Fyctia
Que trame Julien ?
Lucie récupère mon sac de couchage, s’installe contre le muret et ne tarde pas à s’endormir. Elle me facilite vraiment la tâche en voulant faire une sieste. Son visage encadré de longues mèches humides est si serein tout à coup. Seuls ses yeux cernés de brun trahissent la fatigue et le stress qu’elle vient de ressentir. Lucie et les petites bêtes ce n’est pas une histoire d’amour et ça ne le sera jamais. Elle n’a pas pris la peine d’enfiler un sweat à manches. Je déplie la couverture de survie et recouvre ses bras pour qu’elle ne prenne pas froid. Avant de m’éloigner, je repousse une mèche qui s’est glissée sur son nez. Elle bouge. J’attends. Un léger ronflement se fait entendre.
— Tiens, une jolie princesse qui ronfle.
Si l'envie de la taquiner me prend, j'aurai de la matière. Je souris en imaginant la tête qu'elle fera. Pourquoi, je réagis comme ça avec elle ? Pourquoi j'ai toujours cette envie de... ? Je resterais des heures à regarder Lucie dormir mais je n’ai pas de temps à perdre. C’est le moment, avec la complicité de mes deux acolytes, d’organiser la soirée. En espérant que les amoureux ne jouent pas les prolongations dans l’eau.
Alors que je me mets à la recherche du coin idéal, l’image furtive d’une superbe blonde batifolant dans la fontaine du Parlement occupe mon cerveau. Bordeaux me manque, Coralie et nos actes fous me manquent. Elle était si belle dans sa robe bleue mouillée qui laissait entrevoir les rondeurs de sa poitrine et ses petits tétons qui pointaient sous le tissu fin. Je revois aussi son petit ventre rond qui… non, ne plus penser. Je serre les paupières si fort que des petites étoiles clignotent. Coralie fait partie de ma vie d’avant. C’est le passé et je dois le laisser où il est.
— Au boulot !
°°°
Lucie
La nuit est déjà tombée lorsque je me réveille. Combien de temps ai-je dormi ? Tout est si calme. Je commence à paniquer quand j’entends un cri strident provenant de la cime des arbres. Où sont-ils passés ?
— Julien, Matthieu, vous êtes où ?
— J’arrive ! répond la voix de Melissa qui accourt et s’assoit près de moi sur le sol.
— Je me suis endormie comme une souche. Où sont les hommes ?
— Ils… ils sont… ils cherchent de quoi manger. Laissons-les. Pour une fois, on va se faire servir. Ça nous laisse le temps de nous pomponner.
Je soupire en levant le nez vers le ciel sombre. Quelques nuages aux multiples dégradés de gris voilent la lune pendant quelques instants avant de la libérer pour qu’elle nous éclaire de son éclat.
— Je crois qu’on ne viendra pas nous chercher ce soir.
— Je le crains hélas, me confirme Mélissa.
— Pourquoi tu veux qu’on se maquille ? Il fait nuit et, à part les bestioles dans les arbres, personne ne peut nous voir.
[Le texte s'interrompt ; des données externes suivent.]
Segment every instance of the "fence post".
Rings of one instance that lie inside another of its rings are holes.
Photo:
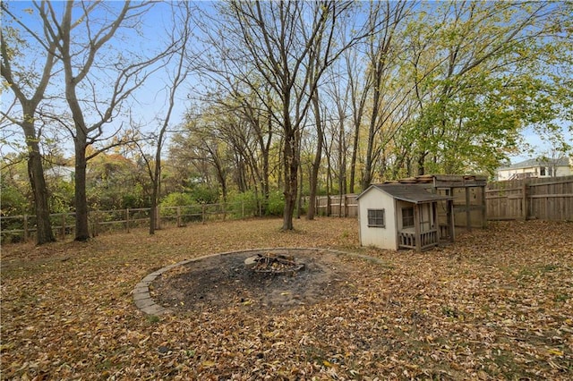
[[[24,215],[24,242],[28,241],[28,215]]]
[[[62,240],[64,240],[65,238],[65,213],[62,213],[62,231],[61,231],[61,235],[62,235]]]
[[[160,212],[160,208],[159,206],[155,207],[155,228],[156,229],[161,229],[161,216],[159,215]]]
[[[522,217],[525,221],[527,219],[527,180],[524,180],[521,192],[523,193],[523,197],[521,199],[521,213],[523,214]]]

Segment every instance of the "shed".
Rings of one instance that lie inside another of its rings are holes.
[[[440,243],[438,202],[448,208],[448,231],[454,240],[453,202],[415,184],[372,184],[356,199],[360,243],[381,249],[422,251]]]
[[[398,180],[398,182],[409,186],[417,186],[432,193],[453,198],[453,216],[449,207],[441,201],[438,203],[440,234],[448,234],[447,225],[450,217],[456,227],[471,231],[473,228],[487,226],[485,208],[485,186],[487,177],[475,174],[423,174]]]

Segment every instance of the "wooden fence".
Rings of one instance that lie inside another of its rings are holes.
[[[318,196],[318,216],[357,217],[356,194]],[[488,183],[485,190],[488,220],[543,219],[573,221],[573,176],[556,178],[529,178]],[[221,203],[160,207],[158,226],[184,226],[187,223],[205,223],[208,220],[244,218],[261,215],[261,205]],[[90,214],[92,235],[112,230],[129,232],[135,227],[149,225],[149,207],[98,210]],[[74,213],[50,215],[56,235],[64,238],[73,234]],[[3,242],[28,241],[35,235],[35,216],[0,217],[0,239]]]
[[[488,183],[488,220],[573,221],[573,176]]]
[[[89,215],[90,232],[92,236],[100,233],[123,230],[129,233],[136,227],[149,226],[150,207],[94,210]],[[158,228],[167,225],[184,226],[188,223],[241,219],[262,214],[260,203],[200,204],[184,207],[161,207],[158,208]],[[75,213],[50,215],[54,233],[60,239],[75,231]],[[0,239],[6,241],[26,241],[36,233],[36,216],[8,216],[0,217]]]
[[[357,217],[358,202],[356,194],[337,196],[317,196],[316,214],[318,216],[338,217]]]

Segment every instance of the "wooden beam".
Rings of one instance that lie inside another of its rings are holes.
[[[466,228],[468,232],[472,231],[472,214],[469,209],[469,188],[466,188]]]
[[[415,250],[422,251],[422,234],[420,233],[420,206],[414,204],[414,229],[415,233]]]

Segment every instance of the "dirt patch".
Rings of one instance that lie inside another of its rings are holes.
[[[316,250],[279,250],[294,256],[302,270],[286,274],[258,273],[244,259],[269,250],[217,255],[175,267],[150,286],[154,301],[175,312],[236,307],[249,310],[282,311],[344,298],[352,292],[352,280],[371,266],[363,258]],[[374,265],[374,267],[377,266]]]

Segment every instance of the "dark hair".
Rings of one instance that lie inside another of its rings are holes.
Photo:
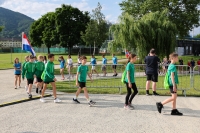
[[[178,54],[175,53],[175,52],[173,52],[173,53],[171,53],[171,54],[169,55],[169,59],[170,59],[170,60],[171,60],[172,58],[174,58],[174,57],[178,57]]]
[[[81,56],[81,60],[83,59],[87,59],[87,57],[85,55]]]
[[[127,64],[131,61],[132,58],[137,56],[136,54],[129,54]]]
[[[30,59],[34,59],[35,57],[34,57],[33,55],[30,55],[29,58],[30,58]]]
[[[152,48],[152,49],[150,50],[150,53],[151,53],[151,54],[155,54],[155,53],[156,53],[156,50],[155,50],[154,48]]]
[[[52,58],[52,57],[54,57],[54,54],[49,54],[49,55],[48,55],[48,59],[50,59],[50,58]]]
[[[47,57],[46,57],[46,56],[44,56],[44,60],[47,60]]]

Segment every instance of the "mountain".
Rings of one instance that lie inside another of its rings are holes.
[[[0,26],[4,26],[0,37],[20,37],[22,32],[28,33],[34,19],[0,7]]]

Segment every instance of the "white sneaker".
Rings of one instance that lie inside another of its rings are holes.
[[[44,100],[44,98],[40,98],[40,102],[45,103],[46,101]]]
[[[54,100],[54,103],[60,103],[60,102],[62,102],[62,100],[60,100],[60,99],[58,99],[58,98],[56,98],[56,99]]]

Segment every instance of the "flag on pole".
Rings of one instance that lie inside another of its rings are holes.
[[[36,56],[34,49],[32,48],[28,38],[24,32],[22,32],[22,50],[29,51],[33,56]]]

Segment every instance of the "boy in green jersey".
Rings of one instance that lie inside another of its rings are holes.
[[[73,101],[76,103],[80,103],[78,101],[78,95],[80,94],[81,90],[84,90],[84,95],[88,101],[89,106],[94,105],[96,102],[90,100],[89,96],[88,96],[88,91],[86,88],[86,80],[87,80],[87,75],[89,76],[90,80],[91,79],[91,75],[88,73],[89,68],[88,66],[86,66],[85,64],[87,63],[87,57],[86,56],[82,56],[81,57],[81,65],[78,67],[77,70],[77,75],[76,75],[76,86],[78,86],[78,90],[76,91],[76,97],[73,98]]]
[[[61,100],[58,99],[57,95],[56,95],[56,83],[55,82],[57,81],[57,79],[54,76],[54,63],[53,63],[54,54],[49,54],[48,59],[49,59],[49,61],[45,65],[45,69],[44,69],[44,85],[43,85],[40,101],[43,103],[46,102],[44,100],[44,93],[47,88],[47,85],[49,83],[51,83],[52,88],[53,88],[54,103],[59,103],[59,102],[61,102]]]
[[[38,89],[40,89],[40,94],[42,90],[42,85],[43,85],[43,80],[41,79],[42,72],[44,71],[44,62],[43,62],[44,57],[39,55],[38,56],[38,61],[36,62],[36,79],[37,79],[37,88],[36,88],[36,93],[38,93]]]
[[[28,81],[28,97],[32,98],[31,89],[33,86],[34,74],[35,74],[35,63],[33,62],[34,57],[32,55],[29,56],[29,62],[26,63],[22,70],[22,79],[24,80],[24,76],[26,75],[26,79]]]
[[[158,112],[161,113],[163,105],[172,102],[172,111],[171,115],[183,115],[176,109],[176,99],[177,99],[177,84],[179,84],[178,81],[178,74],[176,70],[175,63],[178,62],[178,54],[172,53],[170,54],[171,64],[168,67],[167,73],[168,73],[168,84],[169,89],[171,92],[172,97],[166,99],[163,102],[156,103]]]
[[[25,56],[25,62],[22,64],[22,71],[23,71],[26,63],[28,63],[28,62],[29,62],[29,56]],[[26,91],[28,90],[28,82],[26,83],[24,88],[25,88]]]

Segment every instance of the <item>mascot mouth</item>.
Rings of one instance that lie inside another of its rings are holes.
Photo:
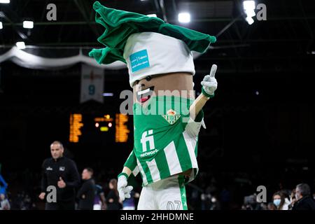
[[[146,89],[136,92],[136,100],[143,104],[147,102],[153,93],[154,86],[149,87]]]

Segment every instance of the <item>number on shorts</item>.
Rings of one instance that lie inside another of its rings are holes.
[[[174,202],[175,204],[172,202],[168,202],[167,205],[167,210],[179,210],[179,209],[181,208],[181,202],[174,201]]]

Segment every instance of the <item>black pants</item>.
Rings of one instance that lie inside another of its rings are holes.
[[[74,201],[59,202],[46,202],[45,210],[74,210]]]

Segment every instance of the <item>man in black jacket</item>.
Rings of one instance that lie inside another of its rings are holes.
[[[46,210],[74,210],[76,188],[80,183],[80,176],[76,163],[64,156],[64,147],[60,141],[50,145],[52,158],[44,160],[42,165],[41,193],[44,200],[48,186],[55,187],[57,202],[46,201]]]
[[[78,209],[80,210],[93,210],[94,199],[95,197],[95,182],[92,178],[93,169],[85,168],[82,172],[82,179],[84,183],[78,191],[79,199]]]
[[[315,202],[311,197],[311,189],[308,184],[300,183],[296,186],[295,197],[292,210],[315,210]]]

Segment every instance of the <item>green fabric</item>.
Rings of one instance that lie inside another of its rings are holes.
[[[193,178],[197,175],[197,167],[192,165],[192,160],[196,160],[197,155],[190,154],[188,139],[183,136],[186,127],[189,130],[197,128],[195,125],[187,126],[189,108],[193,102],[193,99],[175,96],[156,96],[150,98],[146,106],[138,102],[134,104],[134,154],[131,154],[125,165],[131,166],[129,161],[135,156],[143,186],[191,168],[195,169]],[[170,109],[175,114],[169,115]],[[202,118],[201,111],[195,120],[201,121]],[[195,141],[197,144],[197,136]],[[191,147],[190,144],[189,146]],[[167,146],[168,155],[165,150]],[[195,148],[192,150],[196,153]],[[170,153],[171,151],[174,153]],[[133,164],[135,163],[134,161]]]
[[[181,190],[181,204],[183,204],[183,210],[188,210],[187,205],[186,190],[185,188],[185,177],[178,175],[179,190]]]
[[[127,179],[128,179],[128,178],[129,178],[128,175],[126,173],[120,173],[120,174],[119,174],[118,176],[118,178],[119,178],[120,176],[125,176],[127,178]]]
[[[122,57],[128,37],[140,32],[156,32],[184,41],[190,50],[204,53],[210,43],[216,41],[215,36],[204,34],[182,27],[165,23],[161,19],[144,15],[116,10],[94,2],[95,21],[105,27],[98,41],[106,48],[93,49],[89,53],[99,64],[111,64],[115,61],[126,63]]]
[[[134,150],[132,150],[125,162],[124,167],[128,167],[132,172],[134,171],[136,167],[136,158],[134,155]]]

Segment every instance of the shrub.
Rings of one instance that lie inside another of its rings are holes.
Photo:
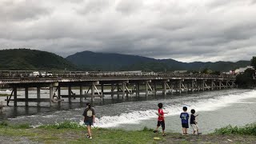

— Ne discute pas. Tu veux bien que je regarde dans ta trousse ?
— Bien sûr, sers-toi.
Mélissa est éblouie par le contenu. Un à un, elle sort les produits et hoche la tête avec un air satisfait. Par contre, le tube ne lui plaît.
— Ma peau noire n’a pas besoin de ce fond de teint trop clair, sauf si je veux ressembler à un fantôme ou à un zombie ! Halloween est passé depuis longtemps.
— Tu as une peau sublime, sans aucune imperfection. Le crayon khôl, le mascara noir et puis ce fard à paupières bleu seront parfaits pour toi.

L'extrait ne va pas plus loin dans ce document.